Das Erdoğan-Regime hat 2019 deutsche Asylunterlagen erbeutet. Der Kurde Sefkan S. geriet dadurch in Gefahr – vielleicht zu seinem großen Glück.

Pascal Beucker | taz

Im August 2017 lehnte das BAMF den Asylantrag des in Istanbul geborenen Kurden Sefkan S. ab Foto: Kay Nietfeld/dpa

Sefkan S. ist ein schmächtiger junger Mann. Sein Auftritt ist freundlich und zurückhaltend. Eigentlich ist an ihm nichts Besonderes. Der 22-Jährige ist bloß einer der vielen aus der Türkei geflohenen Kurdinnen und Kurden, denen der deutsche Staat die Anerkennung als politischer Flüchtling verweigert. Doch in seinem Fall könnte sich das jetzt ändern.

In seinem Blick ist eine Mischung aus Verunsicherung und Traurigkeit, als er am Donnerstag den Saal 4203 des Verwaltungsgerichts Berlin betritt. Seit mehr als drei Jahren kämpft Sefkan S. nun bereits um eine Bleibeperspektive in der Bundesrepublik. Die zermürbende Ungewissheit, nicht doch wieder zurück in die Türkei abgeschoben zu werden, ist ihm anzusehen.
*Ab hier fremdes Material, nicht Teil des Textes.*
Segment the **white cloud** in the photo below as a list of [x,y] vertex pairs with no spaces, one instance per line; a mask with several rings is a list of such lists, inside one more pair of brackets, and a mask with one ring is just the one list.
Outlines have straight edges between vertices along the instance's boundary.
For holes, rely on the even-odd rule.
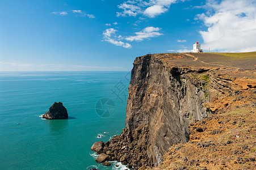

Allerdings haben sich seine Aussichten inzwischen deutlich verbessert. Das hängt mit einem Vorfall vor rund einem Jahr in der Türkei zusammen.

Unter dem fadenscheinigen Vorwurf der Spionage wurde am 17. September 2019 der Rechtsanwalt Yilmaz S. in Ankara verhaftet. Eine höchstbrisante Festnahme, denn bis dahin war Yilmaz S. zwei Jahrzehnte lang als „Kooperationsanwalt“ für die Deutsche Botschaft tätig.